"Segera kita undang, bukan panggil ya, kita akan undang nanti masjid-masjid pemerintah untuk kontrol, mengevaluasi dan memperbaiki," kata Wapres Jusuf Kalla usai menutup Rapat Kerja Nasional (Rakernas) DMI di Jakarta, Minggu.
Wapres mengatakan dugaan masjid-masjid di kantor pemerintah yang terpapar paham radikal itu antara lain disebabkan oleh kepengurusan masijd yang tidak dipegang langsung oleh pejabat tinggi kantor tersebut.
"Jadi, yang salah itu umumnya, masjid-masjid pemerintah itu diurus oleh pegawai-pegawai yang di bawah, sehingga sulit, tidak ada kontrolnya," tambahnya.
Oleh karena itu, Wapres akan meminta pimpinan kantor pemerintah dengan masjid terduga radikal untuk menunjuk pejabat di lingkungan kantornya yang berpendidikan tinggi dan memahami agama dengan baik.
"Sekarang, kita minta betul pengurus masjid yang diketuai oleh pejabat yang lebih tinggi, yang memahami keagamaan, sehingga bisa tersaring sistemnya itu," katanya.
Terkait adanya masjid terpapar paham radikal, Wapres mengatakan telah mengantongi daftar masjid tersebut dan telah membawa persoalan itu dalam rapat internal DMI.
Salah satu upaya untuk mengatasi penyebaran paham radikal di lingkungan masjid itu, JK mengatakan solusinya adalah melakukan pendekatan terhadap para penceramah di masjid.
Badan Intelijen Negara (BIN) telah mendapatkan laporan dari Perhimpunan Pengembangan Pesantren dan Masyarakat (P3M) NU bahwa berdasarkan survei ada 50 penceramah di 41 masjid lingkungan pemerintah terpapar radikal.
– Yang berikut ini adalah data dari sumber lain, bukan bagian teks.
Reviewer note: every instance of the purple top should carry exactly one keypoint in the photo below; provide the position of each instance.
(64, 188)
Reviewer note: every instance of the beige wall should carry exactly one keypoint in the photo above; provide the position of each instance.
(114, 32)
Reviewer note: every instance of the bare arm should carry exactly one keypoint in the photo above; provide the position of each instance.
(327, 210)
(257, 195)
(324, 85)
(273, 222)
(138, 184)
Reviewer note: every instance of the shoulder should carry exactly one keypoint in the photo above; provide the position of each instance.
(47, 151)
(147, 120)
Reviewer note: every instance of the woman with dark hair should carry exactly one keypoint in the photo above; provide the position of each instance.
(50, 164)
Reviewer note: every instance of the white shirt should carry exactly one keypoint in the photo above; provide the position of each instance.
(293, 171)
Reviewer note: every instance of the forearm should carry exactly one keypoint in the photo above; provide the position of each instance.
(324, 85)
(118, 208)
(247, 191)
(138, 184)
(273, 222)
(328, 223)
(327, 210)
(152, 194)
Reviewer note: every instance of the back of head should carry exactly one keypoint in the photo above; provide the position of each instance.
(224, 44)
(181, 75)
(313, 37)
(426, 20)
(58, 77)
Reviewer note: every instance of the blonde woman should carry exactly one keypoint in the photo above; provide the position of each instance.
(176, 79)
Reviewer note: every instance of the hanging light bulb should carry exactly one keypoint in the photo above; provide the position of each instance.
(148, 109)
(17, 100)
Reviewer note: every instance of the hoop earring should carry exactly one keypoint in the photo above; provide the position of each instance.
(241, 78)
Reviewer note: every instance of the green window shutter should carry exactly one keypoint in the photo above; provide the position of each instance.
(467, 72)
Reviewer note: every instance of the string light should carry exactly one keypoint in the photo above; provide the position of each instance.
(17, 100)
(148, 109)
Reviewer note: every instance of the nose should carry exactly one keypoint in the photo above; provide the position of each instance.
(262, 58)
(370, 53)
Survei tersebut mengungkapkan sedikitnya 41 dari 100 masjid milik kantor pemerintah terindikasi radikal yang disebarkan melalui setiap ceramahnya. Dari 41 masjid tersebut, 17 di antaranya masuk dalam kategori radikal tinggi, 17 lainnya radikal sedang dan tujuh masjid berkategori radikal rendah.